Ethiopian Prime Minister Abiy Ahmed says the blockades are necessary to control and contain the violence, but the media blackout means a war that threatens to engulf the region is being hidden from the outside world.
Zecharias Zelalem, an Ethiopian freelance journalist living outside the country, described some of the tactics allegedly being employed by all of the combatants. The fighting is dominated by infantry units, which sometimes means fighters armed with AK-47’s face mechanized brigades and sustain heavy losses. But, he acknowledged, verifying these reports is extremely difficult in areas with no communication.
“There is a tendency by both sides to deploy the term ‘human wave’ as part of media propaganda to demoralize their foes and push enemy fighters to defect from their ranks,” he told ADF of the reports of unprotected infantry assaults.
It could be true, he said, because all the factions involved have recruited and deployed thousands of new, poorly trained conscripts.
“These new recruits, thrown into the heat of battle, perish in droves if they don’t surrender,” he said. “With precious little in terms of military gains and advances, it’s a deadly quagmire for all involved.”
Few international media outlets have a presence in Ethiopia, where authorities have expelled some foreign correspondents.
“Access to communications and other basic services, and most importantly humanitarian assistance, is explicitly used as a bargaining chip by the Ethiopian government,” political analyst Goitom Gebreluel told Reuters.
“It is used as leverage against both Tigray and the international community.”
The scope and scale of the conflict in Ethiopia has expanded to historic proportions since fighting resumed, according to analyst Cameron Hudson.
“This is the new Great War of Africa,” he told the newspaper The Telegraph, referencing the First and Second Congo Wars that killed more than 5 million people two decades ago.

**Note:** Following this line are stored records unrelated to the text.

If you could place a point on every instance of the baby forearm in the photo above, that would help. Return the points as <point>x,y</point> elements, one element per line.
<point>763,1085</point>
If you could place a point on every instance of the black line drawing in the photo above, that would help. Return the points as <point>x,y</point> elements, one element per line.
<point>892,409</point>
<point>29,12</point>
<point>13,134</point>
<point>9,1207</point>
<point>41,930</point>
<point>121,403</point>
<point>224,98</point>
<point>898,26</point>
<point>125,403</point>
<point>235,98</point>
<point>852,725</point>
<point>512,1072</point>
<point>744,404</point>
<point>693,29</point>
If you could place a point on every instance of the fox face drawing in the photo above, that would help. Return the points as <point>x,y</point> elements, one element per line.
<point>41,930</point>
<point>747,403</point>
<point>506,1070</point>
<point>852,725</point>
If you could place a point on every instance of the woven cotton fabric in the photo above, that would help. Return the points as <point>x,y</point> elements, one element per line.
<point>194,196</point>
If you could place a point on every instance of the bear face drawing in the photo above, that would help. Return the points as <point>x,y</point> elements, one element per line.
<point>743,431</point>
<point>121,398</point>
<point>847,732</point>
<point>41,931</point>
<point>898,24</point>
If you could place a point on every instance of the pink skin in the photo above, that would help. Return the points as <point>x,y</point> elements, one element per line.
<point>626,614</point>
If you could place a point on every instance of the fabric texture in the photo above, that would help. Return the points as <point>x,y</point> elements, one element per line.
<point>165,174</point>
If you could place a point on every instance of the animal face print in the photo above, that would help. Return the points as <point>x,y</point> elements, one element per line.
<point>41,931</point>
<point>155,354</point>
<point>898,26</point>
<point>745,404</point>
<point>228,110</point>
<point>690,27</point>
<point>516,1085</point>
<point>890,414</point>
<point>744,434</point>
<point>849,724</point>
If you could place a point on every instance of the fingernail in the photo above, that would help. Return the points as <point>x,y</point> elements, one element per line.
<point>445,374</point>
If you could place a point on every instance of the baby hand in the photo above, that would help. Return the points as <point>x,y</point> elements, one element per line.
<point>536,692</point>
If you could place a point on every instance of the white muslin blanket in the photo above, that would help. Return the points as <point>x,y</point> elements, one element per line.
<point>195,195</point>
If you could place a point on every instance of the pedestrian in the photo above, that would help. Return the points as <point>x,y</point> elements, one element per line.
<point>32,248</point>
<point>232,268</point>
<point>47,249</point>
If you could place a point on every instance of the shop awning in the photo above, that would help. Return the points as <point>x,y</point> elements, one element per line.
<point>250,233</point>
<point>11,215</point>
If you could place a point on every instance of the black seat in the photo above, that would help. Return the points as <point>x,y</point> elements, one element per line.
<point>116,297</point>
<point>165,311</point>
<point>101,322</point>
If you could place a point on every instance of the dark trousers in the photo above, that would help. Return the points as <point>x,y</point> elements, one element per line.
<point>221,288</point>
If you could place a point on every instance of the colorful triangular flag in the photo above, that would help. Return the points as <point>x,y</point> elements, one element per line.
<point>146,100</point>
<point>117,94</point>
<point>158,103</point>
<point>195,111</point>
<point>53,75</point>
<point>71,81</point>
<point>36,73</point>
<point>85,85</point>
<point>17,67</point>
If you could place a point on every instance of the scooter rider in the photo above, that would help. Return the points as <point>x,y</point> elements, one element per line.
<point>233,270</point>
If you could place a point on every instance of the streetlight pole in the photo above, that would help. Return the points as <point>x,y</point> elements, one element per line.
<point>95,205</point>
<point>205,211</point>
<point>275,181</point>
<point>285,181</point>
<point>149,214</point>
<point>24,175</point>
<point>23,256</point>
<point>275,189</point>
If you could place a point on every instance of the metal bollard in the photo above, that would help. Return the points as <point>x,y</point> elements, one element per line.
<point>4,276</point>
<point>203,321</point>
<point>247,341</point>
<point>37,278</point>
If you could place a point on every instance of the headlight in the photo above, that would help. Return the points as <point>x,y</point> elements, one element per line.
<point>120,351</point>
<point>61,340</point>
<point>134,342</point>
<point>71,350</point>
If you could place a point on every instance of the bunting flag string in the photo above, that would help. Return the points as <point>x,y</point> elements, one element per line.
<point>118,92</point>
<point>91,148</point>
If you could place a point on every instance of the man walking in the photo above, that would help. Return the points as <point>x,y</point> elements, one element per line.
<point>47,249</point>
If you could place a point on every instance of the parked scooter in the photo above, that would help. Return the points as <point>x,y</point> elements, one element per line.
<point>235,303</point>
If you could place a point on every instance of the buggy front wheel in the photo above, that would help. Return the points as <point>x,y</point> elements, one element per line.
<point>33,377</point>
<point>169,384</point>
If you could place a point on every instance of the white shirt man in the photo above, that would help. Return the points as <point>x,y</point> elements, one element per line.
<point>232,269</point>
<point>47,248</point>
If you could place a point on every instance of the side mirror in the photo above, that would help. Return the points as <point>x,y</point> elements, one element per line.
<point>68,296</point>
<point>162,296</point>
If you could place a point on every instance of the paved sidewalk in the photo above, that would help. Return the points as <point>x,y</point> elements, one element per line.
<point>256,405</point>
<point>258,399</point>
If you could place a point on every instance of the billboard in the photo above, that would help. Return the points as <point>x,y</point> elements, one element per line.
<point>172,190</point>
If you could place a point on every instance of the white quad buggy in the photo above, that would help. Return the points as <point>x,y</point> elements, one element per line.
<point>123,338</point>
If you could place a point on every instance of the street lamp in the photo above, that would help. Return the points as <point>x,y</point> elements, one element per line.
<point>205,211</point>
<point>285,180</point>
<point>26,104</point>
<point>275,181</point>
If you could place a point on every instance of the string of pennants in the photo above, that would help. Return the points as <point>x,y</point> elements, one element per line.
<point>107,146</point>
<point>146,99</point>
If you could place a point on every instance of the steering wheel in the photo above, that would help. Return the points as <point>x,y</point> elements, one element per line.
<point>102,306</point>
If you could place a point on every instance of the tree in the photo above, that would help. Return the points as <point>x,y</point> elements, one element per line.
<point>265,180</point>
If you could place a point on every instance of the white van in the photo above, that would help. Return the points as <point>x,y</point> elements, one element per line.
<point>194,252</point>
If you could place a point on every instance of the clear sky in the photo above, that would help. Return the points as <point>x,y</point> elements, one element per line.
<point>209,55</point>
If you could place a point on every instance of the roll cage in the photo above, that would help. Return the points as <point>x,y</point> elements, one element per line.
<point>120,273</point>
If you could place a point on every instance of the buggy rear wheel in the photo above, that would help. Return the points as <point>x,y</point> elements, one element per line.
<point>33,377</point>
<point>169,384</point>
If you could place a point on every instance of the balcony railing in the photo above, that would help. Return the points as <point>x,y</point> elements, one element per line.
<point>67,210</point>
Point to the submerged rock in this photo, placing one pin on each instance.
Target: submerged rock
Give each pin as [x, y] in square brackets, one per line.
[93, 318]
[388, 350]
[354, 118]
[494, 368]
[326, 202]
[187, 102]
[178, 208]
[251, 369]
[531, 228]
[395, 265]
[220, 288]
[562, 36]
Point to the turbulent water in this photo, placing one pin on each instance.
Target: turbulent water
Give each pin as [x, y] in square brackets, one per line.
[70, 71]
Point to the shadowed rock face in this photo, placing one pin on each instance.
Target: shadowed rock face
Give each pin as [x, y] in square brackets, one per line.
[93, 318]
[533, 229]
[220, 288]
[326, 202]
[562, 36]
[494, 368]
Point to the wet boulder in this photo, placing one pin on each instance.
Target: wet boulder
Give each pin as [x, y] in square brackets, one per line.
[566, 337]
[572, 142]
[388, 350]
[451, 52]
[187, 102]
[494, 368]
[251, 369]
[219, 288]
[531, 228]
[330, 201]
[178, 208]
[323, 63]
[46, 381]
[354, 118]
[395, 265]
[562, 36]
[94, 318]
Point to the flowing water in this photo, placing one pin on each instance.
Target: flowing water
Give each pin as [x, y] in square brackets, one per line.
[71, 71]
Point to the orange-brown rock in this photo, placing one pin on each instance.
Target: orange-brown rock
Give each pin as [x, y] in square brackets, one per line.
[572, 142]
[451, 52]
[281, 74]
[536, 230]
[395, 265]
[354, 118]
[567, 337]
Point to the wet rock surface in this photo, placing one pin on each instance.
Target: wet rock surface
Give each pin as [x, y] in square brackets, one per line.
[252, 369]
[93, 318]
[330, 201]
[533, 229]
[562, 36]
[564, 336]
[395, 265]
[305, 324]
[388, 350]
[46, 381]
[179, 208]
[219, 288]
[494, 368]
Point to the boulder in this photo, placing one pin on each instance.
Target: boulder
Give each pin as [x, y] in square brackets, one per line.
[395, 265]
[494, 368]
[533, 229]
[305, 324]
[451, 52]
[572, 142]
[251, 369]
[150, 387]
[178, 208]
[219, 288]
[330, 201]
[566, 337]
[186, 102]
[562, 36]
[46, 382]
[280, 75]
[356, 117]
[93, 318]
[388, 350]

“You have the confirmed presence of forces who either willingly or unwillingly are fighting in this conflict from the neighboring states: Eritrea, Somalia and Sudan and now increasing signs that forces from as far away as Chad, Niger and Libya may also be playing a role.
“This comes on top of an influx of next-generation drones and battlefield munitions from Turkey, the United Arab Emirates, Russia, Iran and China.”
As much of Ethiopia has been embroiled in ethnic violence, all of the combatants in the Tigray conflict have been accused of war crimes and crimes against humanity, according to the U.N.
William Davison, a senior Ethiopia analyst at the International Crisis Group, said the latest surge of violence in Ethiopia’s civil war likely makes it the deadliest war in the world with the largest number of combatants.
“This has been an infantry-dominated war, particularly on the side of besieged Tigray, which over the last eighteen months or so has built a force that’s said to be in the hundreds of thousands,” he told The Telegraph.
“With the federal and Tigray camps claiming the other is using ‘human wave’ tactics, they both privately report that there have been tens of thousands of battlefield deaths just in the last month since fighting resumed.”
When a monthslong cease-fire this year offered some relief for millions in the region, the conflict fell out of international headlines. Since February, Russia’s invasion of Ukraine has gripped the world’s attention.
In August, Tedros said the situation in Tigray is worse than in Ukraine.
“Nowhere on earth are 6 million people sealed off, from basic services, from their own money, from telecom, from food, from medicine,” he said. “This is the worst disaster on earth.”